Jim Hawkins el pequeño tabernero pedante, bien hablado y temeroso de Dios, dominaba el lenguaje con una inusitada precisión dada la corta edad del muchacho y su origen humilde. Siempre supo de qué lado ponerse y buscar la sombra adecuada. Lo mismo estaba entre piratas que entre doctores, entre gentiles que entre naúfragos asilvestrados. Porque Jim no era tan "inocente" como parecía, fijaros cómo miraba por el negocio familiar:

"No había cosa que más atemorizara tanto a la gente como las historias que les refería. Eran relatos horripilantes, cuentos de ahorcados, con profusión de tormentos singulares, y terribles borrascas. De vez en cuando aludían a la isla de la Tortuga, o mencionaban hazañas de un inusitado salvajismo con escenarios en extraños puertos de la América española. De hacerle caso, debía suponerse que había convivido con los peores bandidos que Dios haya puesto sobre las aguas de los océanos. El lenguaje que utilizaba para referir tales historias sorprendía tanto a nuestros sencillos labradores como los crímenes que generalmente describía. Mi padre andaba siempre prediciendo la ruina de su casa, pues -como él decía- la gente, un día u otro, se cansaría de sufrir tantas humillaciones, optando por irse directamente a la cama. Sin embargo, yo creo que por el momento su presencia más bien venía a favorecernos. Al comienzo, todo el mundo se sentía presa del terror, pero después, con el hábito adquirido, todos fueron acomodándose con cierta sensación de placer. En el transcurso de una existencia monótona, les servía de entretenimiento. Llegó a formarse incluso un pequeño grupo de gente joven que lo admiraba, proclamádole "un auténtico lobo de mar". Aun cuando fuera, en realidad, "un viejo fanfarrón", fueron gentes de aquel temple las que hicieron de Inglaterra una potencia naval de primer orden."

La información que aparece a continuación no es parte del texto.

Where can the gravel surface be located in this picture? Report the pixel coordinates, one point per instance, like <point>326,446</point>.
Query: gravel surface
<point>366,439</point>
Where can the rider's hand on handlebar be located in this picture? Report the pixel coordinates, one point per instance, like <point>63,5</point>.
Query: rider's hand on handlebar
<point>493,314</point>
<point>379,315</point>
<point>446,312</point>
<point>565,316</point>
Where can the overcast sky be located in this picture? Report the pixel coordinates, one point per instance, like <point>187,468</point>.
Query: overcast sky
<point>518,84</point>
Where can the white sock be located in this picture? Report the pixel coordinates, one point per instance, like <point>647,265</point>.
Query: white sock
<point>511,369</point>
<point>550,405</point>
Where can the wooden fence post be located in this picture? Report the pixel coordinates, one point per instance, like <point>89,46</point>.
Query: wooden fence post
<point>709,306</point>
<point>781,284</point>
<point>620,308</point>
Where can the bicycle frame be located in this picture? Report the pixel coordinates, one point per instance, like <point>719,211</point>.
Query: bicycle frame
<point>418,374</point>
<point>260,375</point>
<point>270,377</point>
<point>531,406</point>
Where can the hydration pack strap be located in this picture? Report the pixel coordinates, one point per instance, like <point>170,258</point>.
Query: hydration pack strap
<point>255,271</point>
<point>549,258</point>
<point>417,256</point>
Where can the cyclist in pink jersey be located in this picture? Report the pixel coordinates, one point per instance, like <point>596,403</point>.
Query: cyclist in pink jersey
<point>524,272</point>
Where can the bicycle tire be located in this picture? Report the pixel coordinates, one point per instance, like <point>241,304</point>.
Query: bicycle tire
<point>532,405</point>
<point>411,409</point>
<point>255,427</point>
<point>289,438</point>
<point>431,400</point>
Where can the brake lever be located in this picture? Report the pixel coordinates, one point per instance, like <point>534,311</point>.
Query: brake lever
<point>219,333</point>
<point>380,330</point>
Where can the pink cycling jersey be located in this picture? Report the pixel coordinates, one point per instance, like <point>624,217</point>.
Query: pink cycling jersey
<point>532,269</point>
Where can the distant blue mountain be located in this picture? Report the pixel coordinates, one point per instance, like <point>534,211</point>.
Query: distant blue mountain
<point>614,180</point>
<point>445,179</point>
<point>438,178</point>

Inocente, sí, pero de tonto no tenía un pelo. Siempre supo mantener esa fría distancia calculadora que la civilización se otorga ante lo salvaje. Los piratas quisieron tenerlo como amigo, pero él, inquieto ante el espectáculo que aquel inestable mundo de traiciones y deslealtades bucaneras le ofrecía, no dudo en traicionarlos primero, y en hacerles, después, las putadas más gordas sin remordimiento alguno:

"Vuestro negocio ha fracasado del todo, y si quereis saber a causa de quién ha sido, os diré que a mí se debe vuestro fracaso. Estaba en el barril de manzanas la tarde en que llegamos a la vista de la isla, y os oí, a tí, John, y a tí, Dick Johnson, y a Hands, que ahora yace en el fondo del mar, y repetí cada una de vuestras palabras en cuanto pude hacerlo. Respecto a la goleta, he sido yo quien ha cortado la amarra y quien ha eliminado a los hombres que se hallaban a bordo, y a mí me pertenece el mérito de haberla llevado a un lugar donde ninguno de vosotros la encontrará jamás."

Pobres piratas. Aquellos hombres de mar no eran más alimañas que la respetable gente de bien que los perseguían.


PD: Todos sabemos de sobra que fueron 15 los hombres sobre el cofre del muerto, no 20... me sobran 5.